男なのに、自分とよく似た容貌の弟は、大学生になって少し男らしくなった気がする。それでも、世のむさ苦しい男どもに比べると
数段可愛らしかった。
 「で?」
 「で、でって・・・・・」
 しかし、出来ればもう少し男らしい性格であって欲しかった。素直なのは十分良いことだが、それだけではこの先女の子にモテ
ないだろう。
(顔は悪くないんだからさ)
 「さっさと教えなさいよ。あんたなら知っているでしょ?秋月さんの欲しい物」
 12月23日、ようやくもぎ取った休みに実家に戻った舞は、弟の知り合いである秋月へのプレゼントを何にするかを相談した。

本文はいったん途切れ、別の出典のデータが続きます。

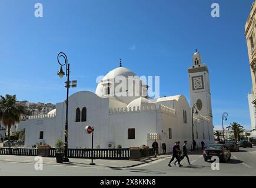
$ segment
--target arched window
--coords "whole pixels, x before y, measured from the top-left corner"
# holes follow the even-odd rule
[[[84,107],[82,110],[82,122],[87,121],[87,108]]]
[[[80,109],[79,108],[77,109],[77,112],[75,114],[75,122],[81,122],[81,112],[80,112]]]

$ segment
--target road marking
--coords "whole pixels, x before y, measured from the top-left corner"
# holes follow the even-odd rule
[[[251,169],[252,167],[251,166],[248,165],[247,164],[245,164],[245,163],[242,163],[242,164],[244,164],[244,166],[245,166],[246,167]]]
[[[250,152],[250,153],[253,154],[253,155],[256,155],[256,151],[254,151],[254,152]]]
[[[161,162],[161,161],[165,160],[166,159],[168,159],[169,158],[171,158],[171,157],[165,157],[165,158],[162,158],[162,159],[158,159],[158,160],[154,160],[152,162],[149,162],[149,163],[144,163],[144,164],[138,164],[137,166],[134,166],[134,167],[129,167],[129,168],[138,168],[138,167],[141,167],[146,166],[148,166],[148,165],[152,164],[155,164],[155,163],[159,163],[159,162]]]
[[[9,162],[9,161],[0,161],[1,163],[17,163],[17,164],[33,164],[34,165],[35,163],[24,163],[24,162]],[[98,167],[100,167],[99,168],[98,167],[89,167],[89,166],[70,166],[67,164],[45,164],[44,163],[44,165],[45,166],[58,166],[58,167],[75,167],[75,168],[85,168],[85,169],[109,169],[107,167],[104,167],[99,165],[97,165]]]

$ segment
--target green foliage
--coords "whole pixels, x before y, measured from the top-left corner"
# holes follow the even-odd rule
[[[21,133],[19,134],[19,140],[20,140],[21,141],[25,140],[25,132],[26,132],[25,129],[25,128],[24,128],[21,131]]]
[[[237,122],[230,123],[230,125],[227,127],[227,129],[231,129],[233,131],[235,142],[237,142],[237,139],[240,140],[240,133],[244,132],[244,129],[242,128],[244,128],[244,127]]]
[[[11,140],[10,130],[12,126],[19,122],[19,116],[24,113],[24,108],[16,105],[16,95],[7,94],[0,96],[0,121],[7,127],[8,140]],[[10,142],[9,147],[11,147]]]
[[[58,139],[55,142],[56,152],[62,152],[64,149],[64,142],[61,139]]]

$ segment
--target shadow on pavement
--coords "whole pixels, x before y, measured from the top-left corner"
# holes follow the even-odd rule
[[[145,173],[147,173],[147,174],[166,174],[165,172],[163,172],[153,171],[153,170],[145,170],[145,169],[134,169],[134,170],[130,170],[130,172]]]
[[[208,163],[212,163],[214,162],[214,160],[208,160]],[[239,159],[231,159],[230,160],[228,161],[227,163],[224,163],[222,162],[220,162],[220,163],[225,163],[225,164],[240,164],[244,162],[242,160],[240,160]]]
[[[231,152],[231,153],[248,152],[248,151],[240,149],[239,152]]]

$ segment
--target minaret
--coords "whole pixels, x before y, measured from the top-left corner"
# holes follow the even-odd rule
[[[192,61],[193,66],[188,68],[191,105],[197,103],[199,114],[212,120],[209,71],[206,65],[202,65],[201,54],[197,49]]]

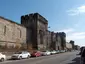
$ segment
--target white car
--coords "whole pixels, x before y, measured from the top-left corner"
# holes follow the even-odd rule
[[[6,60],[6,55],[0,53],[0,61],[3,62],[4,60]]]
[[[56,54],[57,52],[55,50],[51,51],[51,54]]]
[[[51,55],[51,52],[50,51],[43,51],[42,52],[42,55],[43,56]]]
[[[12,55],[11,59],[23,59],[23,58],[30,58],[31,54],[26,51],[22,52],[16,52],[15,54]]]

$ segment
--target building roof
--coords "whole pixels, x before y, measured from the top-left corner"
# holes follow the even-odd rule
[[[9,21],[9,22],[11,22],[11,23],[17,24],[17,25],[19,25],[19,26],[25,27],[25,26],[22,25],[22,24],[19,24],[19,23],[15,22],[15,21],[9,20],[9,19],[4,18],[4,17],[2,17],[2,16],[0,16],[0,18],[1,18],[1,19],[4,19],[4,20],[7,20],[7,21]]]

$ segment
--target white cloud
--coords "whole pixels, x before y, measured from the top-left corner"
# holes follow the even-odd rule
[[[85,13],[85,5],[77,7],[77,8],[73,8],[67,11],[68,15],[78,15],[78,14],[84,14]]]
[[[55,32],[65,32],[65,33],[70,33],[70,32],[73,32],[73,31],[74,31],[73,28],[69,28],[69,29],[63,29],[63,30],[55,31]]]

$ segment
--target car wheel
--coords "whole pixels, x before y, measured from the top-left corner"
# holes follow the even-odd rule
[[[27,59],[29,59],[29,58],[30,58],[30,56],[28,55],[28,56],[27,56]]]
[[[21,60],[21,59],[22,59],[22,56],[19,57],[19,60]]]
[[[1,58],[1,62],[3,62],[4,61],[4,58]]]

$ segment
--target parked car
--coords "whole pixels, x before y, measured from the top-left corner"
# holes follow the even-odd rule
[[[3,62],[4,60],[6,60],[6,55],[0,53],[0,61]]]
[[[60,52],[61,52],[61,53],[64,53],[64,52],[65,52],[65,50],[60,50]]]
[[[39,56],[42,56],[42,53],[40,51],[34,51],[32,54],[31,54],[32,57],[39,57]]]
[[[55,50],[51,51],[51,54],[56,54],[56,51]]]
[[[15,54],[12,55],[12,59],[23,59],[23,58],[30,58],[31,54],[27,51],[21,51],[21,52],[15,52]]]
[[[42,55],[43,56],[51,55],[51,52],[50,51],[42,51]]]

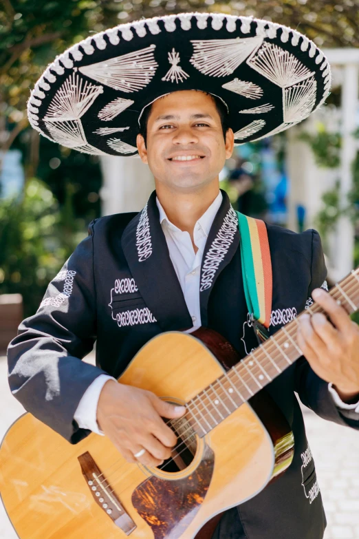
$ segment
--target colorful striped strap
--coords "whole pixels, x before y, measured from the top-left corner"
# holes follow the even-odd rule
[[[267,329],[272,313],[272,264],[263,221],[236,211],[244,293],[248,311]]]

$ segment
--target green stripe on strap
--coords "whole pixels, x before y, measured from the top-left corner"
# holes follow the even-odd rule
[[[265,328],[272,311],[272,265],[265,224],[236,212],[240,234],[241,262],[248,311]]]

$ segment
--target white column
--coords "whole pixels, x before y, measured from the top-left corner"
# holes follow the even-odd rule
[[[298,231],[298,204],[305,208],[304,229],[316,229],[315,218],[322,207],[323,193],[332,189],[338,170],[319,167],[313,151],[307,142],[298,139],[303,131],[316,134],[316,122],[325,121],[323,114],[314,112],[303,125],[294,126],[287,134],[287,171],[288,173],[287,227]],[[329,254],[329,253],[327,253]]]
[[[139,157],[101,156],[102,215],[139,211],[155,189],[153,176]]]
[[[343,67],[342,87],[342,148],[340,153],[340,206],[348,205],[347,195],[353,185],[351,167],[356,154],[356,140],[353,132],[356,127],[356,112],[359,92],[358,63]],[[354,227],[349,217],[343,215],[338,224],[337,265],[336,280],[342,278],[353,268]]]

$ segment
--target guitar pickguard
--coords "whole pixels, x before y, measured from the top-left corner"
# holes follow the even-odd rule
[[[206,445],[201,462],[188,476],[166,480],[153,476],[133,491],[132,503],[152,529],[155,539],[178,539],[204,503],[210,484],[215,454]]]

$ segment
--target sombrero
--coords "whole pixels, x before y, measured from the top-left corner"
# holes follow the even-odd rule
[[[32,127],[85,154],[133,156],[144,108],[197,89],[225,103],[237,145],[305,119],[329,93],[323,52],[268,21],[182,13],[120,24],[56,56],[28,102]]]

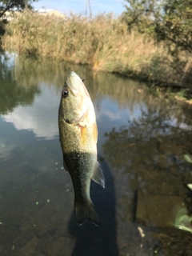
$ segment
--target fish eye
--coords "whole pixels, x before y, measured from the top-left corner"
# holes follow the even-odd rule
[[[66,98],[68,96],[68,94],[69,94],[68,90],[66,89],[62,90],[62,97]]]

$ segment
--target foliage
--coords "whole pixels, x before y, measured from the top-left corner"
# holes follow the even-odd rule
[[[70,15],[45,16],[25,10],[6,26],[6,50],[88,64],[96,70],[114,72],[151,84],[191,85],[191,58],[182,65],[168,56],[162,43],[129,33],[122,18],[98,15],[92,19]],[[184,54],[184,52],[183,52]]]
[[[6,11],[12,11],[15,9],[21,10],[25,7],[31,8],[31,3],[37,0],[3,0],[0,1],[0,18]]]
[[[172,55],[180,50],[192,53],[191,0],[126,0],[126,18],[130,28],[164,41]]]

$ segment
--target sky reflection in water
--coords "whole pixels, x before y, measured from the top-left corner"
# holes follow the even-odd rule
[[[97,116],[106,189],[91,185],[96,230],[76,226],[58,142],[60,94],[71,70],[86,78]],[[191,229],[192,174],[183,158],[192,154],[190,110],[154,98],[142,83],[49,60],[2,58],[0,80],[1,255],[13,243],[13,255],[174,254],[166,244],[184,236],[175,223]]]

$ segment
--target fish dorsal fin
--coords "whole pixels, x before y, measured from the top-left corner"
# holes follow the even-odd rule
[[[96,162],[95,163],[94,171],[91,179],[94,181],[96,183],[101,185],[103,188],[105,188],[104,175],[103,175],[101,166],[98,162]]]

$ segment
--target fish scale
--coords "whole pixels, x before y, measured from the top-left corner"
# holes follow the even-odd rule
[[[98,129],[93,103],[81,78],[70,72],[62,90],[58,110],[59,140],[63,165],[74,190],[74,212],[81,226],[86,219],[99,220],[90,196],[90,181],[105,187],[97,158]]]

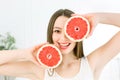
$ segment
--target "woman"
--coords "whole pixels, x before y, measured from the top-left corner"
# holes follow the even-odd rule
[[[106,44],[84,56],[82,42],[69,40],[63,30],[65,22],[75,15],[68,9],[60,9],[50,19],[47,41],[56,45],[63,56],[57,68],[49,70],[36,61],[35,54],[44,45],[41,44],[29,49],[0,51],[0,74],[31,80],[98,80],[105,64],[120,52],[120,31]],[[120,27],[119,13],[91,13],[82,16],[90,23],[89,36],[97,23]]]

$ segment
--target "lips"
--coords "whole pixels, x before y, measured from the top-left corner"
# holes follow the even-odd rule
[[[67,49],[70,46],[70,43],[59,43],[60,49]]]

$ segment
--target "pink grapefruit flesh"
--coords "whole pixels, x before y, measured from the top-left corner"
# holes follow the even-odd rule
[[[46,44],[38,50],[37,60],[47,68],[56,68],[62,61],[62,55],[56,46]]]
[[[82,16],[73,16],[65,24],[65,35],[72,41],[80,42],[89,33],[89,22]]]

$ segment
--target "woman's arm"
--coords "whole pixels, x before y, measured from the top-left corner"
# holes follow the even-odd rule
[[[120,27],[120,13],[92,13],[87,14],[86,16],[92,25],[92,28],[98,23]],[[120,31],[118,31],[107,43],[88,55],[88,60],[95,76],[98,77],[102,68],[119,52]]]

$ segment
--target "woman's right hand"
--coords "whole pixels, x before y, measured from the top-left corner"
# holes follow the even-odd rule
[[[27,59],[29,61],[32,61],[34,64],[40,65],[36,59],[36,54],[37,54],[37,51],[39,50],[39,48],[41,48],[45,44],[47,44],[47,43],[39,44],[39,45],[36,45],[36,46],[26,49],[25,52],[27,53],[27,55],[26,55]]]

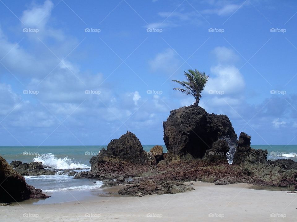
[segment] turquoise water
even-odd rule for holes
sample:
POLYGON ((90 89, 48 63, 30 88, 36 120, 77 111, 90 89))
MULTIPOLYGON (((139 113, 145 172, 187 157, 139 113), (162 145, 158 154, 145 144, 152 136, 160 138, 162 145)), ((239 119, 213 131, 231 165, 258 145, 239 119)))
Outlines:
MULTIPOLYGON (((167 152, 166 146, 162 146, 164 152, 167 152)), ((6 161, 10 163, 13 160, 20 160, 23 162, 30 162, 34 160, 45 161, 48 163, 52 162, 52 167, 55 164, 57 167, 59 166, 64 166, 62 162, 71 163, 78 165, 84 164, 90 166, 89 161, 92 157, 96 155, 99 151, 107 146, 0 146, 0 155, 6 161), (52 155, 46 155, 50 153, 52 155), (41 155, 43 156, 40 158, 41 155), (34 158, 40 158, 39 159, 34 158), (60 159, 61 161, 59 161, 60 159)), ((154 146, 153 145, 144 146, 143 149, 149 151, 154 146)), ((73 167, 75 168, 75 167, 73 167)), ((77 168, 81 168, 77 167, 77 168)), ((62 168, 59 168, 62 169, 62 168)))
MULTIPOLYGON (((166 147, 162 146, 164 152, 166 152, 166 147)), ((153 146, 144 146, 144 150, 148 151, 153 146)), ((297 145, 254 145, 252 146, 256 149, 267 149, 268 159, 291 159, 297 162, 297 145)), ((20 160, 23 162, 40 161, 45 167, 62 169, 79 168, 85 169, 79 171, 88 171, 90 168, 90 159, 106 147, 106 146, 0 146, 0 154, 9 163, 13 160, 20 160)), ((45 200, 28 201, 28 203, 44 204, 73 201, 74 195, 71 194, 74 192, 80 194, 82 197, 104 194, 105 190, 101 188, 103 184, 101 181, 77 179, 74 177, 61 175, 25 177, 28 184, 41 189, 52 197, 45 200)))

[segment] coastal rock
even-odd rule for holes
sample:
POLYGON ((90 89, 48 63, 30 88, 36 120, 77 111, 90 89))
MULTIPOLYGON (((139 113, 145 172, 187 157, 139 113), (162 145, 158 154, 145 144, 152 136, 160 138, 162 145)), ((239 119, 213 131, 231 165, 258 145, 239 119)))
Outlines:
POLYGON ((243 132, 240 133, 237 144, 237 149, 233 159, 235 164, 248 161, 249 163, 256 164, 265 163, 268 152, 267 150, 256 150, 251 147, 251 136, 243 132))
POLYGON ((209 114, 200 107, 172 110, 163 127, 164 142, 171 157, 190 154, 201 158, 220 139, 226 137, 235 142, 237 140, 228 117, 209 114))
POLYGON ((158 164, 161 160, 164 160, 163 148, 159 145, 154 146, 147 154, 150 158, 151 163, 154 166, 158 164))
POLYGON ((12 168, 14 168, 19 166, 22 164, 22 161, 19 160, 14 160, 10 163, 9 165, 12 168))
POLYGON ((79 173, 75 179, 117 180, 120 176, 137 177, 151 171, 148 156, 136 136, 127 131, 119 139, 111 140, 106 149, 90 160, 89 171, 79 173))
POLYGON ((204 157, 210 161, 217 162, 221 161, 227 163, 227 153, 229 149, 227 142, 220 139, 213 144, 211 149, 206 150, 204 157))
POLYGON ((158 195, 183 193, 194 190, 192 184, 185 185, 182 183, 171 181, 164 183, 161 186, 149 180, 123 188, 118 191, 118 194, 141 196, 148 194, 158 195))
POLYGON ((19 201, 30 198, 49 197, 26 183, 25 179, 14 170, 0 156, 0 202, 19 201))

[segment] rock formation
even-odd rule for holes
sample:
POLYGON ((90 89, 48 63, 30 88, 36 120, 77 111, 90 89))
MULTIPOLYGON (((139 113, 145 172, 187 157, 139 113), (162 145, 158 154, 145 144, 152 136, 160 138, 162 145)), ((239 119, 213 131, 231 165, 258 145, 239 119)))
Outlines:
POLYGON ((92 157, 90 163, 91 170, 80 173, 75 178, 108 180, 122 176, 125 178, 140 176, 143 172, 149 171, 150 166, 148 156, 139 140, 128 131, 119 139, 112 140, 107 149, 104 148, 92 157))
POLYGON ((237 139, 228 117, 209 114, 200 107, 172 110, 163 127, 164 142, 171 157, 189 154, 201 158, 220 139, 226 137, 235 142, 237 139))
POLYGON ((50 197, 43 193, 41 190, 27 184, 25 179, 14 170, 1 156, 0 184, 0 202, 15 202, 30 198, 50 197))
POLYGON ((183 193, 194 190, 193 184, 185 185, 176 181, 168 181, 161 186, 148 181, 124 187, 118 191, 119 194, 141 196, 147 194, 168 194, 183 193))

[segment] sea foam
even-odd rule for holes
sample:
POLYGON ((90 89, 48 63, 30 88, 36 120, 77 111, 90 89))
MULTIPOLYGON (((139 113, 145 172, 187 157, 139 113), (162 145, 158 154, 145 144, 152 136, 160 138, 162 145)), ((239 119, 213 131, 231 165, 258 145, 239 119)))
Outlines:
POLYGON ((91 167, 83 163, 80 163, 74 161, 68 157, 62 158, 57 158, 54 154, 49 153, 44 154, 35 157, 34 161, 39 161, 42 163, 45 167, 50 167, 55 169, 66 170, 79 168, 88 168, 91 167))

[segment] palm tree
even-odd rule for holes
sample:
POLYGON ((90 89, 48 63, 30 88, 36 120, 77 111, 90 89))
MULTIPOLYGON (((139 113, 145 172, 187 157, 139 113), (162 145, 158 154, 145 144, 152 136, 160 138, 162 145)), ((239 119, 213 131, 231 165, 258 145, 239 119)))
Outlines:
POLYGON ((205 75, 204 72, 200 72, 197 69, 195 70, 189 69, 189 72, 190 73, 185 71, 184 73, 188 81, 172 80, 180 84, 184 88, 174 88, 173 89, 180 91, 186 95, 191 95, 194 96, 195 99, 194 105, 198 106, 202 96, 201 93, 203 91, 209 77, 205 75))

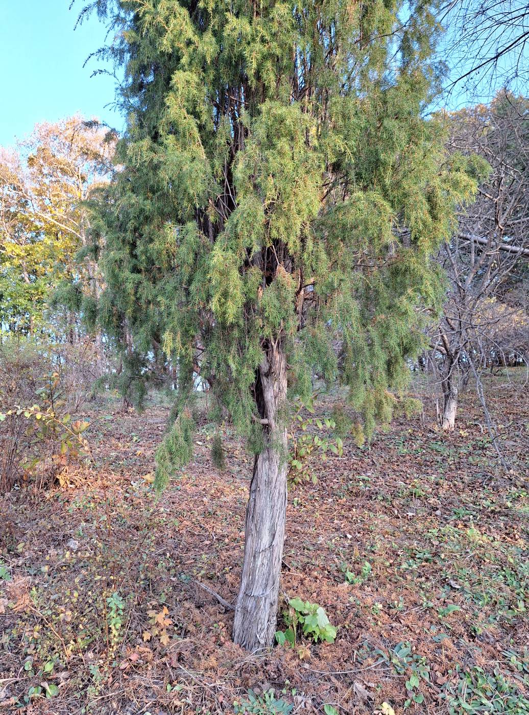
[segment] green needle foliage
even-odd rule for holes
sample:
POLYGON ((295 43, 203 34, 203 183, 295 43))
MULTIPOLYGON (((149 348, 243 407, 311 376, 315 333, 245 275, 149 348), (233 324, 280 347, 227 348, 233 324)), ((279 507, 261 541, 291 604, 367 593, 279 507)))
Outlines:
POLYGON ((127 113, 93 221, 98 320, 127 379, 175 375, 159 488, 192 457, 199 375, 209 420, 227 413, 256 455, 234 639, 259 650, 276 630, 290 405, 310 403, 315 371, 341 383, 359 443, 390 419, 445 291, 430 257, 475 190, 424 116, 438 27, 429 0, 91 7, 115 31, 127 113))
POLYGON ((430 255, 475 189, 423 116, 437 79, 429 2, 91 8, 119 30, 106 51, 124 66, 128 118, 94 222, 99 320, 133 378, 153 351, 177 368, 158 485, 191 456, 199 370, 212 418, 227 410, 262 449, 256 374, 277 341, 289 395, 310 399, 314 370, 341 380, 369 437, 421 345, 417 306, 444 292, 430 255))

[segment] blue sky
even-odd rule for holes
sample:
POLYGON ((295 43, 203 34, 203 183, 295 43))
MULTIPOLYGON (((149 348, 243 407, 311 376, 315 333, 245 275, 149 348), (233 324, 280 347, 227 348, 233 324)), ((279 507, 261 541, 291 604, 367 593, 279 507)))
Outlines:
MULTIPOLYGON (((114 98, 112 77, 91 77, 86 57, 104 44, 105 29, 94 16, 74 31, 82 6, 77 0, 0 0, 2 107, 0 146, 29 134, 38 122, 80 112, 121 128, 119 113, 105 107, 114 98)), ((101 66, 101 65, 99 65, 101 66)))
MULTIPOLYGON (((36 122, 54 122, 78 112, 123 127, 123 119, 109 106, 114 99, 115 80, 91 77, 102 66, 95 59, 83 66, 88 56, 104 44, 106 34, 95 15, 74 29, 85 1, 76 0, 69 10, 70 0, 0 0, 0 146, 23 139, 36 122)), ((480 101, 490 99, 490 92, 487 94, 480 101)), ((458 87, 448 104, 458 108, 468 101, 463 88, 458 87)))

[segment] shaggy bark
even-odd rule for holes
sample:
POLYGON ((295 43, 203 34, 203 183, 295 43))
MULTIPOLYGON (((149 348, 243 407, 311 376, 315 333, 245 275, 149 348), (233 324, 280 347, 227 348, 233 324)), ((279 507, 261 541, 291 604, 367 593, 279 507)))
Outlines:
POLYGON ((246 515, 244 556, 233 639, 251 652, 271 646, 276 630, 287 512, 287 430, 278 410, 287 396, 282 346, 270 346, 259 366, 255 398, 264 434, 256 455, 246 515))

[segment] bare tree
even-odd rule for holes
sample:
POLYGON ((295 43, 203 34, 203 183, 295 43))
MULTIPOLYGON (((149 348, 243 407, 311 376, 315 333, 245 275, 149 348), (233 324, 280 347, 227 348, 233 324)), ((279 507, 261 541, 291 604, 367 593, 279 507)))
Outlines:
MULTIPOLYGON (((458 394, 470 378, 483 393, 483 369, 528 362, 529 102, 502 92, 489 107, 453 113, 450 124, 453 150, 485 159, 490 173, 440 252, 450 287, 429 362, 442 387, 445 430, 454 428, 458 394)), ((486 420, 491 430, 488 413, 486 420)))
POLYGON ((449 92, 463 88, 490 97, 495 87, 527 85, 527 0, 449 0, 440 19, 447 30, 440 50, 452 70, 449 92))

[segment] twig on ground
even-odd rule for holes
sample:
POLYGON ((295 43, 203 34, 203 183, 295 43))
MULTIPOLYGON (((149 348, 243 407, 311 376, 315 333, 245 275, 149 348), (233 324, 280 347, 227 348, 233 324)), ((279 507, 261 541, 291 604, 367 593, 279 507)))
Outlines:
POLYGON ((232 603, 229 603, 227 601, 225 601, 222 596, 219 596, 217 591, 213 591, 213 589, 210 588, 209 586, 205 586, 204 583, 201 583, 200 581, 197 581, 196 579, 194 583, 197 584, 197 586, 199 586, 201 588, 204 588, 204 590, 207 591, 208 593, 209 593, 210 596, 214 596, 214 598, 217 598, 219 603, 222 606, 224 606, 225 608, 229 608, 229 611, 235 610, 234 606, 233 606, 232 603))

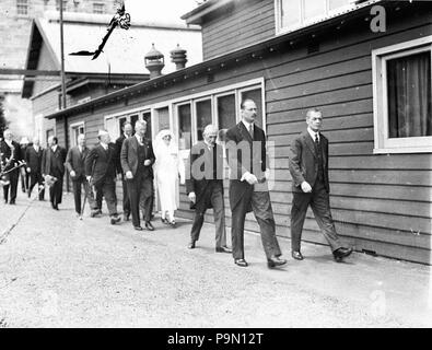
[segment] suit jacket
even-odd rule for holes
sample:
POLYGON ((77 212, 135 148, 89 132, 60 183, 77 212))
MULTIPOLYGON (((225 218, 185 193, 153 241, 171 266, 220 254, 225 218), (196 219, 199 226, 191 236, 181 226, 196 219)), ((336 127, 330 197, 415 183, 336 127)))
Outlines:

まだ学生である弟がなぜ大人の秋月と知り合ったのか、そのきっかけを聞いてもあまりにも不自然に感じてはいたものの、容姿
もステイタスも飛び抜けて良い男と知り合いになれるのだということの方が大きかった。
 何時も外で会っているらしいし、京都に舞妓の修行に行っている自分はなかなか会うことが出来なかったが、数少ないチャン
スを確実にものにするためには絶対に弟の力が必要だった。
 「・・・・・知らないよ」
 「嘘!」
 「う、嘘じゃないって!」
 そう言いながら目が泳いでいるのが分かる。長年姉弟をしているわけではないのだ、弟・・・・・日和が嘘をつく時にどんな顔をす
るのか知らないはずが無い。
 「・・・・・」
 「あ、秋月さん、付き合ってる人、いるしっ」
 「それくらいで諦めなくってもいいでしょ!第一、私が言っているのは、クリスマスプレゼントを渡したいってことだけなんだし、あん
たはそのヒントをくれたらいいの!」
 大体、弟ならば姉の幸せを願ってもおかしくないはずだ。あんなにいい男が義兄になったら日和だって嬉しいだろう。
(も、もちろん、そんなことまで考えて無いけど!)
どうやら秋月に本命がいるのは確かなようで、何回か顔を合わせた時も自分になびく様子は見受けられなかった。
そんな辺りも女としてはいいのよねと思っていると、
 「・・・・・っ」
 「あっ、日和!」
 神妙に正座をしていると思った日和が走って逃げてしまう。
 「もうっ!」
(今度からお土産何も買って来ないから!)
逃げた後を追うのはさすがに大変なので、舞はそう毒づきながら諦めるしかなかった。




 それから30分もしない時。
 「舞〜、電話に出て!」
 「え〜」
キッチンから聞こえた母の叫び声に不満の声を漏らしながら、寝そべったソファから身体を起こした。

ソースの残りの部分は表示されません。